Organisasi Kesehatan Dunia (WHO) menambahkan Penyakit X pada tahun 2017 ke dalam daftar pendek patogen yang dianggap sebagai prioritas utama penelitian, selain penyakit mematikan yang diketahui seperti Sindrom Pernafasan Akut Parah (SARS) dan Ebola.
Masalah ini masuk dalam agenda Forum Ekonomi Dunia di Davos, Swiss, dan Direktur Jenderal WHO Tedros Adhanom Ghebreyesus bergabung dengan pejabat kesehatan lainnya untuk membahasnya.
COVID-19, yang disebabkan oleh virus corona baru, merupakan salah satu contoh Penyakit X yang pertama kali menjadi pandemi pada akhir tahun 2019. Banyaknya virus yang beredar di satwa liar dipandang sebagai sumber penyakit serupa. Hal ini karena potensi penularan dan menginfeksi spesies lain, termasuk manusia, sehingga menimbulkan infeksi yang tidak dapat dilawan oleh manusia.
- Apa gunanya mempelajari Penyakit X?
Seperti yang dikatakan WHO, hal ini bertujuan untuk “memungkinkan kesiapsiagaan penelitian dan pengembangan lintas sektoral dini yang juga relevan” untuk penyakit yang tidak diketahui.
Krisis kemanusiaan yang dipicu oleh epidemi Ebola pada tahun 2014-2016 di Afrika Barat merupakan sebuah peringatan. Meskipun telah dilakukan penelitian selama puluhan tahun, belum ada produk yang siap digunakan tepat waktu untuk menyelamatkan lebih dari 11.000 nyawa. Sebagai tanggapannya, WHO menciptakan Cetak Biru Penelitian dan Pengembangan untuk mempercepat pengembangan serangkaian alat untuk “penyakit prioritas.”
Daftar yang ada saat ini meliputi: COVID-19; demam berdarah Krimea-Kongo; penyakit virus Ebola dan penyakit virus Marburg; Demam Lassa; Sindrom pernafasan Timur Tengah (MERS) dan SARS; Penyakit nipah dan henipaviral; Demam Lembah Rift; Zika; Penyakit X.
- Bagaimana penelitian untuk pandemi selanjutnya?
Hanya diperlukan waktu 326 hari sejak rangkaian genetik virus SARS-CoV-2 dirilis hingga otorisasi vaksin COVID pertama, sebagian berkat upaya yang dilakukan sejak tahun 2017 dalam persiapan menghadapi Penyakit X.
Kini kelompok-kelompok seperti Koalisi untuk Inovasi Kesiapsiagaan Epidemi, atau CEPI, mendukung platform vaksin tanggap cepat yang dapat mengembangkan imunisasi baru dalam waktu 100 hari setelah virus dengan potensi pandemi muncul berdasarkan rencana senilai $3,5 miliar. Upaya lain yang sedang dilakukan meliputi:
Memperbarui Peraturan Kesehatan Internasional dan mengembangkan perjanjian global baru untuk melindungi dunia dari keadaan darurat di masa depan.

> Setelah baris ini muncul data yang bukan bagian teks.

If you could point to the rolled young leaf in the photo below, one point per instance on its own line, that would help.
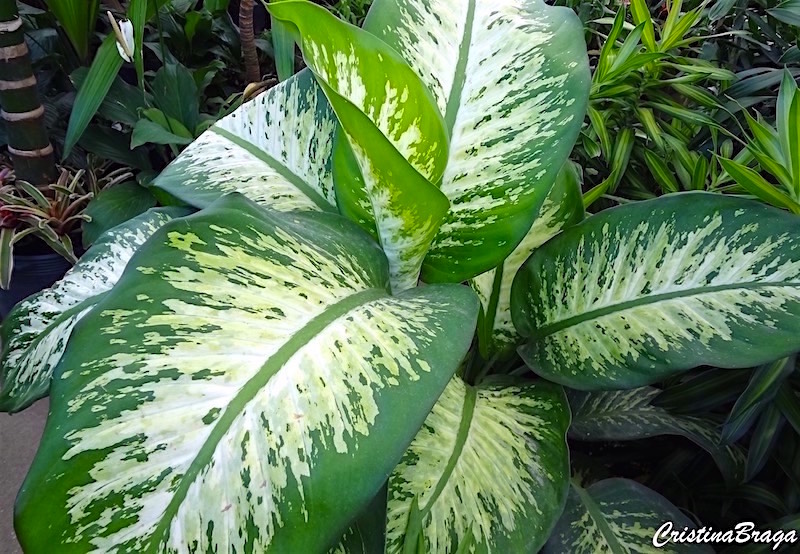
(489, 467)
(619, 516)
(646, 290)
(562, 207)
(248, 364)
(36, 332)
(276, 150)
(391, 124)
(511, 78)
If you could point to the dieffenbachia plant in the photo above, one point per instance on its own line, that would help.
(268, 375)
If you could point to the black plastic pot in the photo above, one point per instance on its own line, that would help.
(32, 273)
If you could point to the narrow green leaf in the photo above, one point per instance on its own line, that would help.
(765, 435)
(660, 172)
(606, 53)
(599, 126)
(698, 94)
(683, 23)
(641, 16)
(629, 46)
(699, 174)
(760, 392)
(720, 9)
(137, 13)
(759, 187)
(789, 404)
(649, 289)
(651, 127)
(107, 63)
(114, 206)
(783, 107)
(794, 143)
(619, 516)
(631, 415)
(787, 12)
(700, 393)
(148, 132)
(6, 256)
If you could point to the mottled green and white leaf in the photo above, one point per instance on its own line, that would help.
(645, 290)
(630, 415)
(223, 395)
(392, 128)
(562, 207)
(36, 332)
(490, 465)
(511, 78)
(618, 516)
(275, 149)
(367, 534)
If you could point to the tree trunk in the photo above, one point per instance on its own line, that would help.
(248, 39)
(22, 113)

Dana baru, yang disetujui oleh Bank Dunia, untuk pencegahan, kesiapsiagaan, dan respons pandemi.
Pusat Intelijen Pandemi dan Epidemi WHO di Berlin yang bertujuan untuk mempercepat akses terhadap data penting, dan mengembangkan alat analitik dan model prediktif untuk menilai potensi ancaman.
Proyek Virome Global yang bertujuan untuk menemukan ancaman virus zoonosis dan menghentikan pandemi di masa depan.

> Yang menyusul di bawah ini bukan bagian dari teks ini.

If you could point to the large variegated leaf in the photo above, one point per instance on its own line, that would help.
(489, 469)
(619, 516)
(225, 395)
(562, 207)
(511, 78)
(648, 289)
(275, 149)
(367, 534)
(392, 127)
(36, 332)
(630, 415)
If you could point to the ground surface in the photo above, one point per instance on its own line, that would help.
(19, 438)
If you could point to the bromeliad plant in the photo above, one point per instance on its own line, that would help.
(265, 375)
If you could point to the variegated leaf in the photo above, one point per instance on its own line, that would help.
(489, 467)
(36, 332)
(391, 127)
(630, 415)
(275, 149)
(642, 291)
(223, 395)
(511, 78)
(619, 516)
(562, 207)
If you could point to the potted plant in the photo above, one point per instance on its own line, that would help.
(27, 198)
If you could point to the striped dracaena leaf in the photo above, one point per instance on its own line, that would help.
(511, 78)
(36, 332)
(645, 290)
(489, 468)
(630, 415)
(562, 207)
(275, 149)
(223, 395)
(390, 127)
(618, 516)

Inisiatif pemerintah AS senilai $5 miliar untuk mengembangkan vaksin dan pengobatan generasi berikutnya untuk COVID-19, yang disebut Project NextGen.
Pendanaan sebesar $262,5 juta untuk jaringan nasional AS untuk mendeteksi dan merespons keadaan darurat kesehatan masyarakat secara lebih efisien.
Pembentukan pusat global untuk terapi pandemi.
Namun, masih banyak tantangan yang dapat melemahkan upaya ini, termasuk sistem kesehatan yang melemah dan melemah, meningkatnya gerakan anti-sains yang meningkatkan keraguan terhadap vaksin, dan potensi pemerintah pada akhirnya menurunkan prioritas pendanaan untuk deteksi dan kesiapsiagaan wabah ketika risiko yang dirasakan semakin berkurang.